VICTORIA – He was one of staunchest critics of the Site C dam, but George Heyman found himself in the uncomfortable position this week of supporting a plan to complete the $10.7 billion megaproject.
A couple of days after the decision was announced, B.C.’s environment minister said the previous Liberal government left the NDP no choice but to keep building.
“I’m obviously not going to talk about cabinet discussions, but I certainly never felt held down with a pistol to my head,” he said in an interview earlier this week.
“This was not a decision we made lightly or took any pleasure in making. This clearly was not a project we thought was a good one.”
Heyman, a former executive director of the Sierra Club and president of the B.C. Government Service Employees Union, has consistently raised environmental and economic concerns about Site C.
Heyman and Energy Minister Michelle Mungall stood at Premier John Horgan’s side for the announcement on Monday. Horgan said it was a gut-wrenching experience, adding that the ashen faces of the three politicians aptly portrayed their emotions.
“As the premier said to us, we’ve made a collective decision that we’re supporting it, but that doesn’t mean you have to not show your feelings or emotions or your disappointment,” said Heyman. “He said, ‘I’m doing that and I expect others will too.’ “
Horgan said the government had no alternative but complete the hydroelectric dam rather than absorb a $4 billion hit to its bottom line. Cancelling Site C would have jeopardized government plans for more schools, hospitals and bridges, he said.
Agriculture Minister Lana Popham said in a Facebook post Tuesday the past few weeks were the most difficult of her career.

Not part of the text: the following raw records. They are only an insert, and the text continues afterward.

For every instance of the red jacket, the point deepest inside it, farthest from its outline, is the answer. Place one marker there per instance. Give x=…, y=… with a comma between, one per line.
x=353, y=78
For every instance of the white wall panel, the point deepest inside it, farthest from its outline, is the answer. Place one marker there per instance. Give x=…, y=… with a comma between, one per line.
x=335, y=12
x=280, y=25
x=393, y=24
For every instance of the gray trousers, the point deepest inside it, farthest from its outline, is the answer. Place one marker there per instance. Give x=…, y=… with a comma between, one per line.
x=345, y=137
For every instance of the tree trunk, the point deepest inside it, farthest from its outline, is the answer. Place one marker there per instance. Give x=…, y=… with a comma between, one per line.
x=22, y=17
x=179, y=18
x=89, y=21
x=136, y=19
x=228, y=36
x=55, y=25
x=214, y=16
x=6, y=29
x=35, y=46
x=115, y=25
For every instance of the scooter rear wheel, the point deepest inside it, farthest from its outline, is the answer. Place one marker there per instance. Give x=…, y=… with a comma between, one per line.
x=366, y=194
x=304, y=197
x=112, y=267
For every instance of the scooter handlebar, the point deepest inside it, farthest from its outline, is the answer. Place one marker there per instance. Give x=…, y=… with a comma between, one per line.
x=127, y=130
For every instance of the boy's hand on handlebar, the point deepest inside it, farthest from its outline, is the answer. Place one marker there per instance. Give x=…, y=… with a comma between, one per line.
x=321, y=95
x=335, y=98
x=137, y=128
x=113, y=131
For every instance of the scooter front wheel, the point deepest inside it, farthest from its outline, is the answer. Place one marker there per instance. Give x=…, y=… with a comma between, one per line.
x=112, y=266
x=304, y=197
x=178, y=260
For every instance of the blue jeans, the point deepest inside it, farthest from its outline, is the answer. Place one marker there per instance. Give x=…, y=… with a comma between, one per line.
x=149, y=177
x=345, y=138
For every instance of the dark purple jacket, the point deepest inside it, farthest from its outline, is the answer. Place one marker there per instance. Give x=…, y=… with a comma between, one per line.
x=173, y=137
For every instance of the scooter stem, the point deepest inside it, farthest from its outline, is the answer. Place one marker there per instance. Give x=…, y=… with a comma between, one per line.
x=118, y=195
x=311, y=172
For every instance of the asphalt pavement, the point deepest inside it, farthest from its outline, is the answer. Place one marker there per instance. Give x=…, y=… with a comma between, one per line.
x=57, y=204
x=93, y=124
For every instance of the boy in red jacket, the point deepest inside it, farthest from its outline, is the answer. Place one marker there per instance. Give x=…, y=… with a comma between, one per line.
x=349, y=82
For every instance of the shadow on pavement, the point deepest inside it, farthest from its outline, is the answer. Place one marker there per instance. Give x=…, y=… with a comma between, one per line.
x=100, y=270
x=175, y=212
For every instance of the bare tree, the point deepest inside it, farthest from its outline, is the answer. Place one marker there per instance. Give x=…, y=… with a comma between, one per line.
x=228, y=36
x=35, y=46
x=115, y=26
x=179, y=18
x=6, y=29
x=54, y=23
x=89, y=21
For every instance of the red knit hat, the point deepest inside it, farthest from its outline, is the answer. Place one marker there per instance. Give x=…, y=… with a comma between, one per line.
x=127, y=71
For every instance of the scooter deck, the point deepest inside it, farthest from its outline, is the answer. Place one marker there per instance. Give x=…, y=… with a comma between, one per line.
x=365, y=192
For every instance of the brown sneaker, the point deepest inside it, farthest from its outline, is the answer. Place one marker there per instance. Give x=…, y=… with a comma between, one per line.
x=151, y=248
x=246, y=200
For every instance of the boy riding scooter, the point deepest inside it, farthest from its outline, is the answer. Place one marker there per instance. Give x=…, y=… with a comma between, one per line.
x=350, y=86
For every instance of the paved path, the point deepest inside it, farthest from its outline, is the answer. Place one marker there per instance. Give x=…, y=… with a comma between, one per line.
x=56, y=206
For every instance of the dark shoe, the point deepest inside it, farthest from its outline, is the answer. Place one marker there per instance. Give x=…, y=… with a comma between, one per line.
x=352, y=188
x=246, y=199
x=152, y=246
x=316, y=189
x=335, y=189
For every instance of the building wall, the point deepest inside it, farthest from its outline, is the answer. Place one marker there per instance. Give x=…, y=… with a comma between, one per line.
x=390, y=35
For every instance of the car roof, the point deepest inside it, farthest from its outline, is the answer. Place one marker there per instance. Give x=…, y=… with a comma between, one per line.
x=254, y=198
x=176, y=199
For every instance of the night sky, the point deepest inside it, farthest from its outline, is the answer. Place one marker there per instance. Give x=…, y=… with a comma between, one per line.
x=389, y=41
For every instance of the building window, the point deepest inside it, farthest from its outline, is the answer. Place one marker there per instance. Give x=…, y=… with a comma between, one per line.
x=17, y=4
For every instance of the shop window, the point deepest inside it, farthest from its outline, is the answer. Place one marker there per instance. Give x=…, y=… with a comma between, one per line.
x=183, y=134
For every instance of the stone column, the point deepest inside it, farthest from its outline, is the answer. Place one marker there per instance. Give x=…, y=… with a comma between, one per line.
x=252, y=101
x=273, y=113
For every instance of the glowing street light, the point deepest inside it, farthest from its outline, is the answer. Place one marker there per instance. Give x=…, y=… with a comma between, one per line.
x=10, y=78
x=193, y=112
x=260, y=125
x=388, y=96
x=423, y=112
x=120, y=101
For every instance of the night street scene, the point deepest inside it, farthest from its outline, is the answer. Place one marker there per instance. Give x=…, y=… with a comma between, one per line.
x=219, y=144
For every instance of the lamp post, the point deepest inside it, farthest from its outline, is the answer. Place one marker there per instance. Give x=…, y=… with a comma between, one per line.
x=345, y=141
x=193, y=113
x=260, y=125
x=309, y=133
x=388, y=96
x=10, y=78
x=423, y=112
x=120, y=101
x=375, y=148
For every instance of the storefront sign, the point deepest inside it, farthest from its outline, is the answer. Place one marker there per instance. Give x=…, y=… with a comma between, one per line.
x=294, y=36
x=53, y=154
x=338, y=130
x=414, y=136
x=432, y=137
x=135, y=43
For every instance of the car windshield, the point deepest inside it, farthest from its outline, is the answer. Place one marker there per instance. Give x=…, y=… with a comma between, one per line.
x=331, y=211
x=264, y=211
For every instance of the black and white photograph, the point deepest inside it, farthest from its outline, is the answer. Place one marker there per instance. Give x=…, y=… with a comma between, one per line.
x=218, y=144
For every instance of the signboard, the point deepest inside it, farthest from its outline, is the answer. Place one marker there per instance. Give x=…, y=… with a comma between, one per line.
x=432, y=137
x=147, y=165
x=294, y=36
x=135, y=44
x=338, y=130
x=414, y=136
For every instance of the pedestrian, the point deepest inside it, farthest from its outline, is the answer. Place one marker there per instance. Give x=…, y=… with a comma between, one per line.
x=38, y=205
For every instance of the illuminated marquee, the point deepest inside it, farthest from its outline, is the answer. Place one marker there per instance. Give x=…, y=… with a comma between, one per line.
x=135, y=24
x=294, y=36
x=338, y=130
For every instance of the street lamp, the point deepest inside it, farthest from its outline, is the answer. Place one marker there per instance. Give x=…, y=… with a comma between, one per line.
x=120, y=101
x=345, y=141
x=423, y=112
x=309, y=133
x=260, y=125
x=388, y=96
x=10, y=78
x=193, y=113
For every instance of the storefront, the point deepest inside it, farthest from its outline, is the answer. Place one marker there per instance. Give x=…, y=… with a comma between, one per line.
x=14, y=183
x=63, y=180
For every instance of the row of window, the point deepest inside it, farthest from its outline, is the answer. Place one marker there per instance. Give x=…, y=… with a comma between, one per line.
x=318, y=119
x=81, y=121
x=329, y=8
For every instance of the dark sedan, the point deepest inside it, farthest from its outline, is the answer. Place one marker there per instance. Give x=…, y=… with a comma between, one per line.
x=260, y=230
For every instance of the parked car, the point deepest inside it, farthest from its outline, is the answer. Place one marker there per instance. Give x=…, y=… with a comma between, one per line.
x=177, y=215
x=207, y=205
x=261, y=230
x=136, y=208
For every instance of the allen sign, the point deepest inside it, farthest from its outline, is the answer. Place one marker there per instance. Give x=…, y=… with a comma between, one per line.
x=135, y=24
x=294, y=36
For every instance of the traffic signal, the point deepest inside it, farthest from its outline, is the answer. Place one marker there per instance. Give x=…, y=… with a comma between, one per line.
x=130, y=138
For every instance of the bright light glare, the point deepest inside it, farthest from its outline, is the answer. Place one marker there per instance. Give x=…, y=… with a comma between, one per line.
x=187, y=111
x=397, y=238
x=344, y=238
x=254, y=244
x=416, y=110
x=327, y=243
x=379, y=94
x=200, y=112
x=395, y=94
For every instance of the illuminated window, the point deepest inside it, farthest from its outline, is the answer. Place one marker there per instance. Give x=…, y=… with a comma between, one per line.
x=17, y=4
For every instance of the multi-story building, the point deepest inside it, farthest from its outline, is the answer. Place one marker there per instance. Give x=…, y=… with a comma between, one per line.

“I am with so many of you in grieving the loss of agricultural land in the flood zone of Site C,” she wrote.
Heyman said the government must now find ways to make the best of the situation.
“We’re not going to simply build it and let it go to waste,” he said.
There are climate challenges ahead that will involve a lot of electrification of industry, he said.
“The challenge for me and I think all of us is to take this project and find a way to shoe horn it into that plan.”
Horgan agreed, saying the government must incorporate Site C into its climate objectives.
“It now falls to us to make sure the project, now $10.7 billion, comes in on budget and provides an opportunity for us to do more with the energy that we would not have been able to do otherwise,” he said in an interview this week.
It will be the third dam on the Peace River in northeastern B.C., flooding an 83-kilometre stretch of valley near Fort St. John. It will provide enough power to light up to 450,000 homes a year.
Horgan and Heyman both said the decision to go ahead opened wounds across B.C., including personal ones.
“People have deep feelings about this,” said Horgan, who admitted he and his wife argued about Site C. “I’m saddened many people, lifetime friends of mine, are disappointed with the decision I made.”
Heyman said: “I’ve had close friends tell me how disappointed they are in the decision.”
Others say they will continue to fight Site C. Landowners and environmentalists have asked the auditor general to examine the government’s calculations that the province would incur $4 billion in costs to cancel the project. Indigenous groups have also promised court action, claiming infringement of treaty rights.